Sunday, October 14, 2012

Today's Train of Thought- As the World Minturns, October 14

Today's train of thought takes us to the Rocky Mountains and the tiny burgh of Minturn, situated along the Rio Grande's Tennessee Pass line.

Constructed as a narrow gauge line to tap Colorado's mineral rich interior from Pueblo, the Tennessee pass line was jointly constructed by the Colorado Midland and Denver, Rio Granfe & Western in 1890 to replace a DRG&W narrow-gauge line that had been completed in 1881. Although once the opening of the Moffat tunnel and Dotsero cutoff in the late 1920s and early 1930s relegated the Tennessee Pass line to a secondary route, the line regained importance with the Rio Grande's 1988 merger with the Southern Pacific.
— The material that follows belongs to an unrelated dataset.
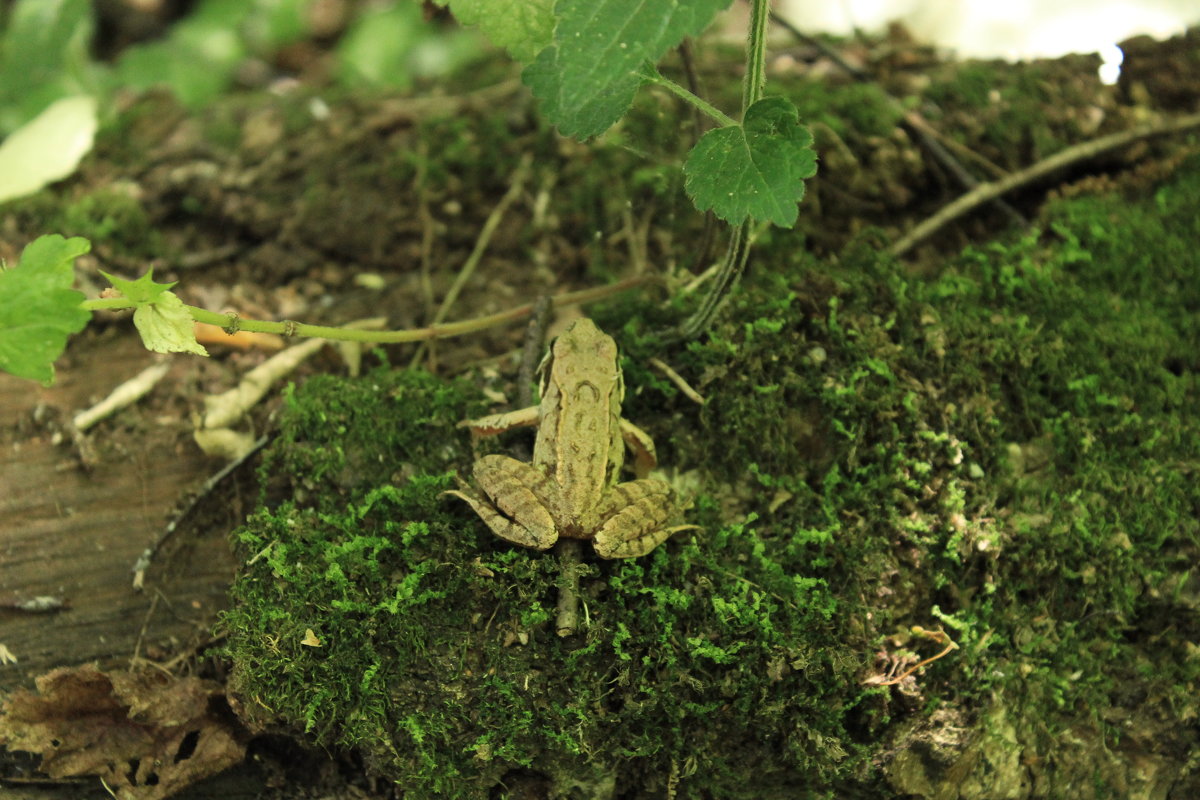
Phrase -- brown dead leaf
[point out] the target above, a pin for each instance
(147, 734)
The line was used to bypass the increasingly congested Denver & Salt Lake route as well as the Moffat tunnel bottleneck, giving freight trains a fairly straight shot over the former Missouri Pacific line between Kansas City and Pueblo, Co, over Tennessee Pass before rejoining with the Denver & Salt Lake route and then the Southern Pacific line between Salt Lake City and Sacramento via Donner Pass.

However, this revival lasted less than a decade. With Union Pacific's 1996 takeover of the Combined SP/DRG&W system, the UPRR decided that the Tennessee Pass line was redundant and embargoed it within a year. To this day, the line remains intact, but aside from the frequent ballast train or hi-rail inspection, the line hasn't seen a through train since 1997. Although re-opening the line would alleviate some of the congestion along the Moffat Tunnel and Denver & Salt Lake line to the north, part of the problem is that portions of the former Missouri Pacific line between Pueblo and Kansas City have been abandoned- any UPRR trains using the line would have to traverse the busy Joint Line between Denver and Pueblo.

Here, in happier times, railpitures.net contributor Mark Possin caught an Eastbound train powered by a quintet of SP/Rio Grande GP40-2s passing through Minturn with Rio Grande #3132 on the head end in September 1994. This stretch of the Tennessee Pass line is seen hugging the banks of the Arkansas River as the hard-working EMDs are lugging loads of steel coil behind them- most likely from the now defunct Geneva Steel Works near Provo, UT.

Within three years of this photo, the line would be embargoed by Union Pacific.